Find the area of the quadrilateral whose vertices are:

$(1, 1), (3, 4), (5, -2)$ and $(4, -7)$

If the area of a quadrilateral, whose vertices are $A, B, C, D,$ taken in order, are $(1, 2), (-5, 6), (7, -4)$ and $(k, -2)$ be zero, find the value of $k$.

If the area of the triangle formed by the following points is $k^2 \mathrm{sq}. \mathrm{unit}$ then find $k$.

$(a, c+a), (a, c)$ and $(-a, c-a)$

If the length of the altitude of the triangle is$\frac{24}{\sqrt{k}}$ , coordinates of whose vertices are $(5, 1), (2, 4)$ and $(-1, -1)$.

Find the value of $k$.

$A, B$ are the two points $(3, 4)$ and $(5, -2)$ . Find the point $P$ such that $PA=PB$ and the area of $∆PAB$ is equal to $10$.
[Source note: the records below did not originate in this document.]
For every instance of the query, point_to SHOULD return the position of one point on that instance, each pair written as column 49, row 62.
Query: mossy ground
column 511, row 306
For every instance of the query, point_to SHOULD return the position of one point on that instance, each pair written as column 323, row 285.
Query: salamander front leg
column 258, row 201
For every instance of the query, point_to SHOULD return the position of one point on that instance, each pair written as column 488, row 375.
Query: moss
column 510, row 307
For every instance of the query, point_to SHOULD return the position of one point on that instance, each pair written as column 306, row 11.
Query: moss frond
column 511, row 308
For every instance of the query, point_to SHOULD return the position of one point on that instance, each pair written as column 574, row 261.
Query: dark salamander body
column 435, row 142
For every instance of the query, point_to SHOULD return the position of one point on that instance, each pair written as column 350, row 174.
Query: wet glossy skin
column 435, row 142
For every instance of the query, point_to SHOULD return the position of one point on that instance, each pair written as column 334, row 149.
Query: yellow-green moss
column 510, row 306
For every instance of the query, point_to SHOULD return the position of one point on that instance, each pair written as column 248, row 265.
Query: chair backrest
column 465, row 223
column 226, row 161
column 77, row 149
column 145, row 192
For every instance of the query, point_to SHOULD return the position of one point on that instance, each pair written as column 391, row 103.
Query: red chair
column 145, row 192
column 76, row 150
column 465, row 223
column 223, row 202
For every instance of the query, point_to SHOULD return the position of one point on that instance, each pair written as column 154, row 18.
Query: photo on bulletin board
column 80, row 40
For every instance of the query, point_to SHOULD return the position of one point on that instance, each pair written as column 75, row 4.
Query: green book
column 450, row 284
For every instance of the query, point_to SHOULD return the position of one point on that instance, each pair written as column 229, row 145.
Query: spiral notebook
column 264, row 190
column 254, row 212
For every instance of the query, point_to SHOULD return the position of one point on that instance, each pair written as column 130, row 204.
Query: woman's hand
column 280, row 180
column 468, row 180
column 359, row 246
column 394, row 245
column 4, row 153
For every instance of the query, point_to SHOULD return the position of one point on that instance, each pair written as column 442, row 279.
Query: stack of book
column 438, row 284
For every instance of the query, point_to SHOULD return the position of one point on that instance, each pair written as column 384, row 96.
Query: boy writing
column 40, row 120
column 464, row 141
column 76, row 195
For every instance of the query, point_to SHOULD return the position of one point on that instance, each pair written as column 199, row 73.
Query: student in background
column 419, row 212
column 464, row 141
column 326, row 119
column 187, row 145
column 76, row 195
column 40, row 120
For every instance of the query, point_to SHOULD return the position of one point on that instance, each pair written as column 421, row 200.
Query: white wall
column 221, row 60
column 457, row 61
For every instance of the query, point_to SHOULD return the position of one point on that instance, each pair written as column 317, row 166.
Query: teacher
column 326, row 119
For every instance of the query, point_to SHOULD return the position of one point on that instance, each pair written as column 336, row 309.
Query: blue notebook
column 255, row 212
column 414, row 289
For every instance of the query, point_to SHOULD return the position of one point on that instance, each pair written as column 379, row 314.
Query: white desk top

$A, B, C$ are the points $(-1, 5), (3, 1)$ and $(5, 7)$ and $D, E, F$ are the midpoints of $BC, CA$ and $AB$ respectively. Prove that $∆ABC$ is equal to four times of area of $∆DEF$.

For what value of $x$ will the points $(x, 3), (-5, 6)$ and $(-8, 8)$ be collinear. Express your answer as a rational number.

Prove that the three points $(3a, 0), (0, 3b)$ and $(a, 2b)$ are collinear.